At about nine o’clock in the evening, the government sent a lot of people to surround the building. There were more than a hundred people from the government around the building, most of them…cops. The officials were from the government of the city of Shangqiu and the government of the town of Zhecheng…All the people from the government were divided into more than twenty teams.8

Without any [discussion with] the parents…the government said to the children… “Your parents are waiting for you in the cars.” They also promised the children, “If you go with us, you can live in [a] hotel and go to school to [continue] learning.” Refused by the children, they [attempted] to force the children into the cars. [Staff] were forbidden to speak and leave the room.

The children felt very scared and broke down and wept. Badly shaken, one of the children fell into a faint. One volunteer, trying to protect the children, was pulled into a car by some insolent [government] people….

The children that were not taken to the cars were very frighten[ed] and ran to the second floor. More than ten officials, coming into the yard, shouted, “There are some children upstairs. Let’s take them away.” Then a lot of officials rushed onto the second floor. Then the sound of the children’s crying, and the officials’ shouting came from the second floor.9

Family members of the children, hearing what was happening, rushed to the school and began threatening officials and police officers, who withdrew, reportedly fearing HIV infection.10 That evening, fearing a worse conflict the following day, Orchid staff closed the orphanage and sent the children to stay with relatives in their home village.

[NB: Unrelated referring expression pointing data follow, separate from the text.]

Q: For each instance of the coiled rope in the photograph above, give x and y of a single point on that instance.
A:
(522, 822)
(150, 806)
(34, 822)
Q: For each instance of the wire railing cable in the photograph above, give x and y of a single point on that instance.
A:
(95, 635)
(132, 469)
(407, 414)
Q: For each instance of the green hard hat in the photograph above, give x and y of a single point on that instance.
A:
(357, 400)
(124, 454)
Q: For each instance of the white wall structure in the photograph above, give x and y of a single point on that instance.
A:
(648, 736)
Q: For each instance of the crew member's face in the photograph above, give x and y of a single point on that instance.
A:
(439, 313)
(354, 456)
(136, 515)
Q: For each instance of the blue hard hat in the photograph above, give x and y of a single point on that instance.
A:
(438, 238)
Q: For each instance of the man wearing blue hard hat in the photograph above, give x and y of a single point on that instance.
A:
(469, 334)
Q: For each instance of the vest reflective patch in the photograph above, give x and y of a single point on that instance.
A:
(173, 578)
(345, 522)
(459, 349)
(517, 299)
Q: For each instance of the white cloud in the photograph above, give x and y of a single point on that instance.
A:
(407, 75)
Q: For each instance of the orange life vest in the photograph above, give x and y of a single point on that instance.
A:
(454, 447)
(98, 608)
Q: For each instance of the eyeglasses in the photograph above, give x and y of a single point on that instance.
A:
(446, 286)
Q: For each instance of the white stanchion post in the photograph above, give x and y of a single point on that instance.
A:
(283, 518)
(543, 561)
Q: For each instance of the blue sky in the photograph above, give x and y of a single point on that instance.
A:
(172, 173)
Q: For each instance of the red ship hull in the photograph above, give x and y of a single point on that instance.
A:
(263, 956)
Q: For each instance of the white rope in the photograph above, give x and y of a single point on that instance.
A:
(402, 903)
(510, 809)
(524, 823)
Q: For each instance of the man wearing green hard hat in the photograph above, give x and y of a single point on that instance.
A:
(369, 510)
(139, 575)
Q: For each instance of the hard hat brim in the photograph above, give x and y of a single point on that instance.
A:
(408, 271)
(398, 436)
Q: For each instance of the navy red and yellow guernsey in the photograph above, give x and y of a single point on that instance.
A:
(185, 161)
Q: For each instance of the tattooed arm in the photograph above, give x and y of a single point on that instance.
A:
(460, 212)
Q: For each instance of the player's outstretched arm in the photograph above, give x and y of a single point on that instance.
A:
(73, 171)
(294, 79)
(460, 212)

As discussed in more detail in this report, fallout continued after the closure of the orphanage. In the wake of the closure, several orphanage staff prepared to raise the issue with national-level ministries and Chinese media. Three were detained for a month, during which time those who were HIV-positive were refused access to their previous course of antiretroviral medications and suffered a decline in health. After the three orphanage staff were released, Li Dan and several other AIDS activists who had raised concerns about these detentions were detained in turn, and report that later they were beaten by thugs who warned them to stop making trouble.



[2] Tan Ee Lyn, “China shuts school for AIDS orphans – activist,” Reuters, July 12, 2004.

[3] Philip P. Pan, “China’s orphans feel brunt of power,” Washington Post, September 14, 2004.

[4] Pan, “China’s orphans feel brunt of power.”

[5] Tan, “China shuts school”; Bian Cheng, “A Graduate Student and Children Orphaned by AIDS,” Chinese Society for Human Rights [online], www.humanrights.cn/zt/magazine/200402004921163841.htm (retrieved May 20, 2005); “Defenders of the Right to Health: Li Dan,” Amnesty International, [online] http://asiapacific.amnesty.org/apro/aproweb.nsf/pages/LiDan (retrieved May 20, 2005).

[6] Chen Ying, “Just a misunderstanding? Private school for AIDS orphans is shut down by the local government,” Beijing Today, March 26, 2004.

[7] Tan, “China shuts school.”

[8] According to another account, the officials and police officers were not in uniform and did not show proof of their identities. E-mail message from Wang, Chinese AIDS activist, to Human Rights Watch, 2005. To protect their security, all names of those interviewed in China have been changed, and details of the dates and locations of the interviews have been omitted.

[9] E-mail message from Zeng, former Dongzhen volunteer to Human Rights Watch, July 14, 2004.

[10] E-mail message from Zeng to Human Rights Watch, July 14, 2004. Another account of the Orchid crackdown by an orphanage volunteer confirmed most of these details and also reported that four of the police officers were armed. Posted July 15, 2004, www.chinaaidsorphans.org/wangguofeng.asp#topic1.